In una calda giornata di maggio Loreta era stata trasportata d’urgenza in Casa Sollievo della Sofferenza per sospetto ictus. Pochi giorni dopo avrebbe spento 52 candeline. Nel giorno del suo compleanno, però, il regalo più grande lo ha fatto proprio lei: ha donato il suo cuore, i reni, il fegato, i polmoni e le cornee che hanno dato vita nuova ad altre otto persone.
Originaria di San Giovanni Rotondo, da alcuni mesi si era trasferita per lavoro a Pieve di Cento, piccolo comune in provincia di Bologna, con la speranza di tornare quanto prima dalla sua famiglia: da suo marito Luigi, dai suoi quattro figli e dal suo nipotino di otto mesi.
A causa di un forte dolore alla schiena, Loreta aveva chiesto alcuni giorni di permesso per poter riposare e tornare a casa dai suoi cari. «Mamma ci disse – racconta sua figlia Isa – che ebbe una sensazione stranissima quando chiuse il suo armadietto l’ultimo giorno di lavoro. Disse che sentiva che lì non ci sarebbe mai più tornata e noi tutti interpretammo quella sensazione come un segno del suo imminente ritorno a San Giovanni Rotondo».
Generosa, altruista, riservata, molto discreta e saggia: così viene descritta dalla sua famiglia, che reagisce alla sua morte grazie ad una profonda fede e alla consapevolezza che anche nella morte Loreta ha continuato ad aiutare il prossimo proprio come faceva con la sua famiglia. «Per essere una brava mamma bisogna avere determinate caratteristiche – ha scritto su un foglietto suo figlio Antonio – e la mia mamma le possedeva tutte.
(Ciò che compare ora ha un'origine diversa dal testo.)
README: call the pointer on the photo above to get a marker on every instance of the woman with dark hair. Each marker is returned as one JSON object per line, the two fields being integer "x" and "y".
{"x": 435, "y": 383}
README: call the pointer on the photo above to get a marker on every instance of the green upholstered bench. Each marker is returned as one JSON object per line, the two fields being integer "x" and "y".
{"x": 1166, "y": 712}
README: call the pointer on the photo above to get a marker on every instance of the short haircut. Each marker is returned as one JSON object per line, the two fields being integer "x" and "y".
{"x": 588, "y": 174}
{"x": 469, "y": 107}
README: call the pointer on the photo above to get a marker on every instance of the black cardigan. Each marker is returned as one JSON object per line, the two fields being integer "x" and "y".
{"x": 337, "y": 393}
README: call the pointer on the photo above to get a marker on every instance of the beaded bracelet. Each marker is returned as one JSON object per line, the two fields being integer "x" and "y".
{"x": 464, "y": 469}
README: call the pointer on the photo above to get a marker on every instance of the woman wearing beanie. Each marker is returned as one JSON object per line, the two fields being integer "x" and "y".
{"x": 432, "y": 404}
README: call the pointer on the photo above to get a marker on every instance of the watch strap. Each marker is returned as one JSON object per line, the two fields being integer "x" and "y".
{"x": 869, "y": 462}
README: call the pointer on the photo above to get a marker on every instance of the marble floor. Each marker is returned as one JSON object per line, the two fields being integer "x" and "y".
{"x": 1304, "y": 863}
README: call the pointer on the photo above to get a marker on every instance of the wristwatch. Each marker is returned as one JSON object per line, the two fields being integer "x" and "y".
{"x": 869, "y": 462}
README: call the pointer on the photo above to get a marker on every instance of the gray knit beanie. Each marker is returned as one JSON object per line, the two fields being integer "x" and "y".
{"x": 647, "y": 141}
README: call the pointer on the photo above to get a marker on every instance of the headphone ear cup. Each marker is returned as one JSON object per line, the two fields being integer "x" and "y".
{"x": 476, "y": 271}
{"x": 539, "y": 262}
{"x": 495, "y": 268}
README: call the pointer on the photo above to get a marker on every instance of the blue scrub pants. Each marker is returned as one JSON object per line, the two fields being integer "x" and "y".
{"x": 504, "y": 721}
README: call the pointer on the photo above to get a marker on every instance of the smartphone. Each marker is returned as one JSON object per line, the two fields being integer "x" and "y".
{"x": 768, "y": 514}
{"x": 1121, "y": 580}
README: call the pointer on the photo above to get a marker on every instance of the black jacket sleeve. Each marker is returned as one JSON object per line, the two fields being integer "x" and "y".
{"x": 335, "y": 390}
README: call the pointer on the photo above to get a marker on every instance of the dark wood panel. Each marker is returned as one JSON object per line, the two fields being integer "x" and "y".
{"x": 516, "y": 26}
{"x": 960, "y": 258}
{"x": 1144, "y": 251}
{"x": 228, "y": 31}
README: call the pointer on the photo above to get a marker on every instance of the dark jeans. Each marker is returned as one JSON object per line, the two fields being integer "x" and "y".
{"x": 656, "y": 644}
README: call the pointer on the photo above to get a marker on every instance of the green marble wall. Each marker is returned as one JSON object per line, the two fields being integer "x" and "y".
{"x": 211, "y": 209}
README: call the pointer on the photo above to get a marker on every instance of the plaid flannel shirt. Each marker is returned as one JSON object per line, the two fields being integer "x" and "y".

Amava, rispettava e curava tutti noi e di fronte alle difficoltà non perdeva mai il sorriso e la gioia di vivere».
Una trombosi cerebrale con consequenziale ictus ischemico l’ha strappata all’affetto dei suoi cari. Era suo il desiderio di donare gli organi e credeva fortemente in questa azione profondamente altruista.
Il prelievo multiorgano si è svolto in Casa Sollievo della Sofferenza, dove anestesisti e rianimatori dell’Ospedale di San Pio, affiancati a chirurghi pugliesi, campani e veneti, hanno pregato per lei nei delicati e silenziosi momenti che accompagnano le operazioni di prelievo.
«Siamo consapevoli come credenti – conclude Isa – che la morte fa parte della vita e che noi dobbiamo solo percorrere il cammino che Dio ha tracciato per noi. Il gesto di mia madre sia di esempio per coloro che ancora oggi sono un po’ restii nella scelta volontaria della donazione di organi. Lei non c’è più, ma il suo dono ha ridato speranza ad altre persone e con questo gesto accettare la sua assenza sarà un po’ più semplice».